Some of the PSU names -- Concor, BPCL -- among others are now the cynosure of all eyes. What is looking attractive to you?
Most PSUs that have been spoken about in terms of strategic divestment, which is Concor, BPCL, Shipping Corporation, have seen very sharp price moves recently. From the valuation perspective, most are probably now trading at the upper end of the value band.
But having said that, the government is showing an intent to make strategic divestments and let go of businesses. That itself would have larger implications in terms of the whole macro environment improvement because then people will start believing that the Rs 1 lakh crore plus divestment target has been put and we have only about three months to go, would need to show more comfort and confidence that yes that will indeed be met because otherwise the whole issue of whether we will be able to to the fisc target, will start coming under cloud.
The recent inflation data although has also tampered some of the rate cut hopes but the decline in growth perhaps causes more concerns and that is the reason why one would like to see it raising resources to keep the public expenditure going and front load quite a lot of it to enable demand recovery.

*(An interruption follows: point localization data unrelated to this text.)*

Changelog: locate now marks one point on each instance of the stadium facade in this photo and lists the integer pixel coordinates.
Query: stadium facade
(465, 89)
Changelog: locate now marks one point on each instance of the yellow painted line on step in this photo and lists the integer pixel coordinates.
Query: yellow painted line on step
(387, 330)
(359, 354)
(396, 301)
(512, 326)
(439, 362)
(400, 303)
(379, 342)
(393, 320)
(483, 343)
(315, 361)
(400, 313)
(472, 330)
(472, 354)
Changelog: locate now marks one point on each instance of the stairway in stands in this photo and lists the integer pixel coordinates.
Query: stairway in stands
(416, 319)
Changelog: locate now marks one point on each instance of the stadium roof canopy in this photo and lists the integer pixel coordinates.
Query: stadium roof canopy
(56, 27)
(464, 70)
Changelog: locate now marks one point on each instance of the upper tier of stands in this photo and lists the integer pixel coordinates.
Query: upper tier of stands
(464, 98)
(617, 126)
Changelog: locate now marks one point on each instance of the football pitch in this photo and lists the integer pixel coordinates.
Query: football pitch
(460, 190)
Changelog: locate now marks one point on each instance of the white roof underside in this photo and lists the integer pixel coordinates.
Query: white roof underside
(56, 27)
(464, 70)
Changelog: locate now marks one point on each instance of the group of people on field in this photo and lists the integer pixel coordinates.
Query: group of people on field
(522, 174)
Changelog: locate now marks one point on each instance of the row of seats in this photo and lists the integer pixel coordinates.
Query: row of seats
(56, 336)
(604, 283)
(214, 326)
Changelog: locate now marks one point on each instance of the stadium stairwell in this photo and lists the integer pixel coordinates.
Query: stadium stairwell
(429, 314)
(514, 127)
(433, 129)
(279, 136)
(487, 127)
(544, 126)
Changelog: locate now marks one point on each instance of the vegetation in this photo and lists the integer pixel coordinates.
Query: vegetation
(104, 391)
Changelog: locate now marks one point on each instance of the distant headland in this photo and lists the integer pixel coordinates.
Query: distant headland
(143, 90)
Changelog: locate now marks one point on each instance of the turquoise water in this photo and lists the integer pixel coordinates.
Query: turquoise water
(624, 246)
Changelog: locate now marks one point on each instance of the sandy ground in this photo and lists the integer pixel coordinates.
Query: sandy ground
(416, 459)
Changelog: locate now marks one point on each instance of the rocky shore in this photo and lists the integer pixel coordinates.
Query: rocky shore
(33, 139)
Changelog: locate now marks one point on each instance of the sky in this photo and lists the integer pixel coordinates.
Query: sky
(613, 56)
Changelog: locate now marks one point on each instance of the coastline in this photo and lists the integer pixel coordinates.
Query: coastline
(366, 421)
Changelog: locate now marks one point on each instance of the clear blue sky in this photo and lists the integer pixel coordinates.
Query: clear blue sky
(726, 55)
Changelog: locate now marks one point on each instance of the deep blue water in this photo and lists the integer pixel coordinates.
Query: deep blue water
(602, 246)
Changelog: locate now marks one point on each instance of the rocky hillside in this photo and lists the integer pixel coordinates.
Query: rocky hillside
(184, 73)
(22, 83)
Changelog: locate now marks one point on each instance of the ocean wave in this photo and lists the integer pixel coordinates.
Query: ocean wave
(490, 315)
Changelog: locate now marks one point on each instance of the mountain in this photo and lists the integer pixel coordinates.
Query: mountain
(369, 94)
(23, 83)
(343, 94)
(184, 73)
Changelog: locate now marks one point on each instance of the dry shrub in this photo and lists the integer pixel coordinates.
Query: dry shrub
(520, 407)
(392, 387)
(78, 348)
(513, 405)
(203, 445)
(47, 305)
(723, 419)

For that, people would look for some concrete move on the divestment agenda, the mention of some names. The names have been shared in the public space, markets have reacted but there needs to be something more in terms of seeing to it that the intent is actually put into practice and completed.
The Yes Bank stock has stopped falling. It is trading at a price to book of about 0.4 times. Why do you think?
The Yes Bank story has to play out and people are looking forward to the second round of fundraising, post the first QIP which was basically done to ensure that the bank moves forward. What is the value, what kind of investors come in and how much is the commitment, people want to find out. The kind of salary hikes and the increments that were reportedly given, boosted employee morale but at the end of the day one needs to look at how long will the ship sail and who is willing to back it.
The second round of fundraising has to be from a private equity/strategic investor who wants to be there for the long haul and that is very, very critical. So, the stock might have stopped falling, but I would want to know who wants to come on board for the long haul and be a part of the management and be accountable to investors. I would want to see that data point before anything else.